Die Hände ruhig auf dem Tisch ruhend, wie zum Gebet gefaltet, Kopf und Blick gesenkt, verfolgt Ache wenige Minuten zuvor die Urteilsverkündung des Vorsitzenden Richters Gerd Rackwitz. 13 Jahre soll die 44-jährige Ex-Frau Aches wegen zweifachen Mordes ins Gefängnis. Für die Kammer blieb kein Zweifel, dass die Frau ihre Kinder am 8. April dieses Jahres heimtückisch getötet hat. Sie habe die Jungs zunächst mit Medikamenten sediert und anschließend in ihren Betten erstickt. Dann habe sie den Kindern noch mit einem Schraubendreher in die Schädel gebohrt.

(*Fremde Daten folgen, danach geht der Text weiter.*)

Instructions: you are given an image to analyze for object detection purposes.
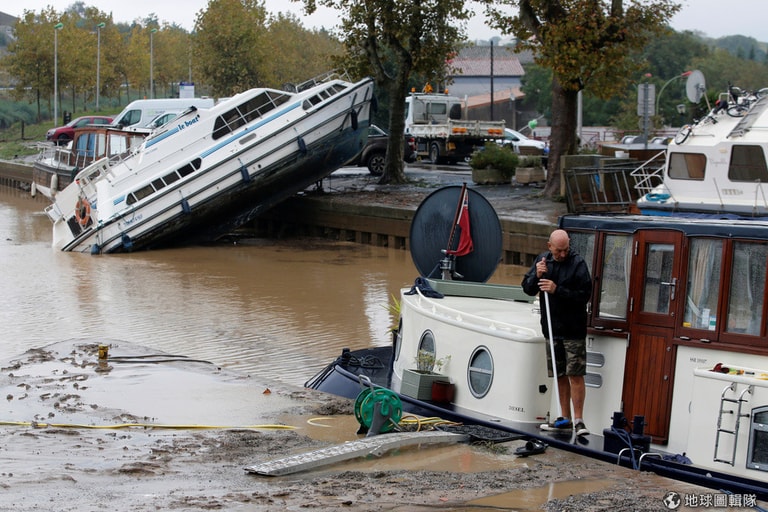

Prozess um getötete Kinder in Hockenheim: Angeklagte nur vermindert schuldfähig
Weil die 44-Jährige nach einer Hirnblutung im Jahr 2005 an einer organischen Persönlichkeitsstörung leide, wie ein psychiatrischer Sachverständiger am Vormittag festgestellt hatte, sei sie nur vermindert schuldfähig, so Rackwitz. Ihre Steuerungsfähigkeit sei beeinträchtigt gewesen, auch wenn sie das Unrecht ihrer Taten habe erkennen können.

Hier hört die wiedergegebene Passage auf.